While local ownership of AI is not impossible, the data, models, hardware, and even raw power for sprawling data centers are currently housed principally in the United States, even more narrowly Silicon Valley. And for the time being, more of us are subject to AI rather than its master, through super-charged disinformation that shapes electoral outcomes, spreads violence, and through government surveillance.
The Ethical Divide
Artificial intelligence is a function of real intelligence. More precisely it’s a function of a poorly paid, sometimes exploited workforce that labels data for machine training. The annotation industry, perhaps indicatively, is not housed in Silicon Valley but is fundamental to its success. And given our safeguarding and Do No Harm commitments, I’m unsure that generative AI even passes muster.
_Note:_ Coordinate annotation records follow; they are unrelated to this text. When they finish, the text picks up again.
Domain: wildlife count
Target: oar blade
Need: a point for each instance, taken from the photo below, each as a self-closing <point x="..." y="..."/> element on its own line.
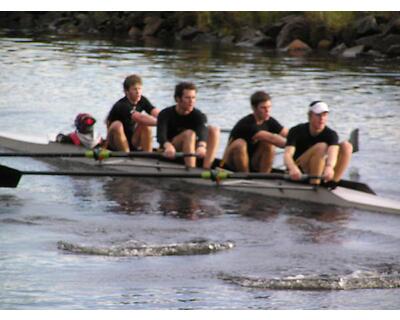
<point x="9" y="177"/>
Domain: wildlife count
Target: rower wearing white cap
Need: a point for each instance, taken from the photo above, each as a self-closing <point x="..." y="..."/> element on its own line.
<point x="314" y="148"/>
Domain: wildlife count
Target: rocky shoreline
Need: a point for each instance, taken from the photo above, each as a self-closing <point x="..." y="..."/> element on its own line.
<point x="375" y="35"/>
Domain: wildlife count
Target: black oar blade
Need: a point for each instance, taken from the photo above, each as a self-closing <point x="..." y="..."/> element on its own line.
<point x="9" y="177"/>
<point x="354" y="140"/>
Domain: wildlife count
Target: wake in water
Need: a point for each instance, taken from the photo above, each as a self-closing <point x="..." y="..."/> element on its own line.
<point x="130" y="249"/>
<point x="356" y="280"/>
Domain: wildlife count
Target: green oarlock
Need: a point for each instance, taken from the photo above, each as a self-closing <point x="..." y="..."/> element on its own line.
<point x="89" y="154"/>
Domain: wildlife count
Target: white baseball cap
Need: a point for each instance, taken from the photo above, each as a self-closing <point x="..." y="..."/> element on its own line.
<point x="318" y="107"/>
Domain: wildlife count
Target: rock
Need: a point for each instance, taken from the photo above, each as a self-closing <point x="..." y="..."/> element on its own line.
<point x="227" y="39"/>
<point x="134" y="32"/>
<point x="366" y="26"/>
<point x="393" y="26"/>
<point x="205" y="37"/>
<point x="338" y="49"/>
<point x="324" y="44"/>
<point x="353" y="51"/>
<point x="296" y="28"/>
<point x="298" y="45"/>
<point x="152" y="25"/>
<point x="251" y="37"/>
<point x="189" y="33"/>
<point x="273" y="30"/>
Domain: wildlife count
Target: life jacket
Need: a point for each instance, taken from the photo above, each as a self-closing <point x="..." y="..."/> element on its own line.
<point x="88" y="140"/>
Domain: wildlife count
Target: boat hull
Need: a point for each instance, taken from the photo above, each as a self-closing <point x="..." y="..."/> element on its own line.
<point x="340" y="196"/>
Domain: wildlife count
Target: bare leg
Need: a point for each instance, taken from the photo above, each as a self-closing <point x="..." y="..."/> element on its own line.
<point x="186" y="142"/>
<point x="263" y="157"/>
<point x="313" y="161"/>
<point x="236" y="155"/>
<point x="212" y="146"/>
<point x="345" y="153"/>
<point x="143" y="138"/>
<point x="116" y="138"/>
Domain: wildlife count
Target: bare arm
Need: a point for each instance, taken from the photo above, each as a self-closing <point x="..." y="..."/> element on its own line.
<point x="275" y="139"/>
<point x="284" y="132"/>
<point x="144" y="119"/>
<point x="329" y="172"/>
<point x="294" y="170"/>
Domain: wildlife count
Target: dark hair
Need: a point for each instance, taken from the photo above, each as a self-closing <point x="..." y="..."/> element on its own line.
<point x="314" y="102"/>
<point x="183" y="86"/>
<point x="258" y="97"/>
<point x="132" y="80"/>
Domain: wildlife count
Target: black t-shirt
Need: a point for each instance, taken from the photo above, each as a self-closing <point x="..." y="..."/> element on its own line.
<point x="123" y="110"/>
<point x="300" y="137"/>
<point x="247" y="127"/>
<point x="170" y="124"/>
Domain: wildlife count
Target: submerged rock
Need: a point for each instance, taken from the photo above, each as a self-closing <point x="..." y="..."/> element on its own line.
<point x="142" y="250"/>
<point x="355" y="280"/>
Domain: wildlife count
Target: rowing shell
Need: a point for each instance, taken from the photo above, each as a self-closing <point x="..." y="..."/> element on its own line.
<point x="349" y="194"/>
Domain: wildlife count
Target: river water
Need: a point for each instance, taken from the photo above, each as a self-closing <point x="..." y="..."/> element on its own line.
<point x="46" y="81"/>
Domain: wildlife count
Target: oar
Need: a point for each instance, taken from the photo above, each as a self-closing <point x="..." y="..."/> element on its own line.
<point x="10" y="177"/>
<point x="97" y="154"/>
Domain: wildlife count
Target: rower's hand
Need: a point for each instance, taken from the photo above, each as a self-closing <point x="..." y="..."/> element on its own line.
<point x="201" y="151"/>
<point x="170" y="152"/>
<point x="295" y="174"/>
<point x="328" y="173"/>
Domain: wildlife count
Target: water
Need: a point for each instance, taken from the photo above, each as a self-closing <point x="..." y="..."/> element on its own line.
<point x="45" y="82"/>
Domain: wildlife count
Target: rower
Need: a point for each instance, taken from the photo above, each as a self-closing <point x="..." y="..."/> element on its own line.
<point x="128" y="128"/>
<point x="314" y="148"/>
<point x="84" y="134"/>
<point x="182" y="127"/>
<point x="252" y="142"/>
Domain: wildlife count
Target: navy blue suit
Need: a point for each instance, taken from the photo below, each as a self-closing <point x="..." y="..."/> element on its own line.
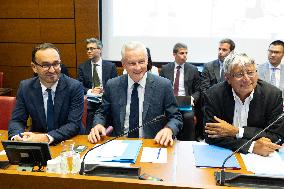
<point x="68" y="108"/>
<point x="85" y="73"/>
<point x="158" y="99"/>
Anecdotally, when I asked a titan of the evaluation space their feelings about this, I was somewhat crestfallen when they brushed it aside as some sort of inevitable externality and a temporary necessity for the magic that it yields (in this particular instance the “magic” being a mostly cartoonish image that was generated by in some ways pirating a real artist’s work). This instance underscores just how powerful the allure of generative AI is to even the most seasoned researchers and evaluators, whose skepticism I had thought was instinctive. It is this repeated enthusiasm, in fact, in class after class on prompting, or AI for evaluation, that is what has me most concerned.
Perhaps not most concerned. That would instead be the data privacy of the most vulnerable in an era when it is this very personal data that has emerged as a sort of electronic lithium—a raw ore which enrichens the handful of elite organizations that currently dominate AI. It would be the “AI capitalism” emerging in which a hyper elite set of organizations extract rent from their domination of AI globally. It is our again misplaced faith in their “voluntary ethical behavior” to do what is right, and just, and equitable, when ultimately the incentive is monetization, even if that means violating previous ethical commitments (and when the recent internal efforts to police AI resulted in wreckage).[1]
An Appropriate Skepticism
While entities within development are grappling with what safe and ethical use of generative AI might look like or require (see also here, in fairness), the colonization of Generative AI, risks to data privacy, and risks to evaluation work stemming from error, let alone methodological ambiguity, are not going away soon, and I do not see a sufficient wrestling with these issues by our industry.
There are things the rest of us outside Silicon Valley can be doing, whether to guard ourselves and our use with professional standards and regulations, including those that reference our existing obligations to safety. Another, more difficult and longer-term effort will be to welcome and encourage the development of models and ownership of computing power in the Global South, and more granularly there are democratization approaches we can potentially adopt. In the meantime, a minimal place to start is with a healthy dose of renewed skepticism about generative AI for evaluation, even if we adopt it day-to-day for the appropriate task. The time for breathless enthusiasm, at any rate, has come and gone.